The main issue i have with AI coding, hasn’t been the code. Its a bit ham fisted and overly naive, it is as if it’s speed blind.
The main issue is that some of the code is out of date using functions that are deprecated etc, and it seems to be mixing paradigms and styles across languages in a very frustrating? way.
True and not true at the same time. Using agents indeed often don’t work, mostly when I’m trying to do the wrong thing. Because then, AI agent does not say “the way you do it is overly complicated, it does not make any sense”, but instead it says: “excellent idea, here are X steps I need to do to make it happen”. It wasted my time many times, but it also guided me quickly though some problems that would take hours to research. Some of my projects wouldn’t have been finished without AI.
Some of my projects wouldn’t have been finished without AI.
This says way more about you than it says about AI tools
Their sample size was 16 people…
I got flamed pretty hard for pointing out that this sample size really needs to be in the title, but it needs to be said. Thank you. Sixteen people is basically a forum thread, and not a very popular one.

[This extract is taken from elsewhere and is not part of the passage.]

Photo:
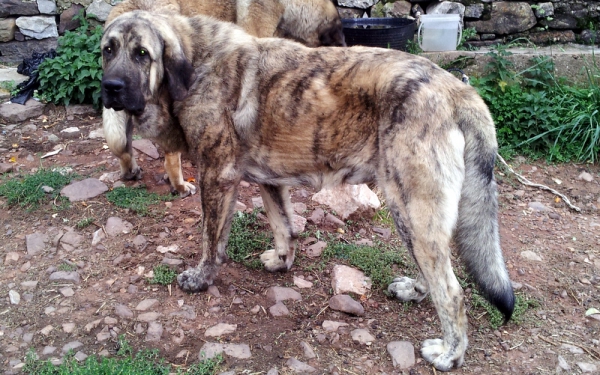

It’s still useful information and a good read, but a lot of people don’t click through to the article, they just remember the title and move on.
They can’t read your mind. A professional painter is going to make the exact image they want in far less time and with more accuracy than repeatedly prompting a black box to make small changes.
But if you’re an amateur and don’t really know what you want, or you’re not very picky or care about quality, then meh good enough. High level software developers know what they want. They are like painters. And at that point, the LLM isn’t really solving problems for you. At best, it’s putting the paint to the canvas. That is, saving you typing time.
But time spent typing is definitely not the limiting factor for productivity in software.
They can’t read your mind. A professional painter is going to make the exact image they want in far less time and with more accuracy than repeatedly prompting a black box to make small changes.
and this is the exact reason why I hate IDEs that relentlessly “do things” for me.
I don’t need my editor maintaining my includes or updating my lock files. I don’t need them to auto complete words or fix syntax for me.
I know exactly what I’m doing. If I don’t then-- AND ONLY THEN, will I lookup what I need and fix it myself.
if there’s a problem with formatting a linter will pick it up. if there’s a problem with syntax the runtime/compilation will pick it up. if there’s a problem with content uat will pick it up.
we don’t need to be MORE productive, we need to be more skilled and using tools like these only soften the mind and dull the spirit.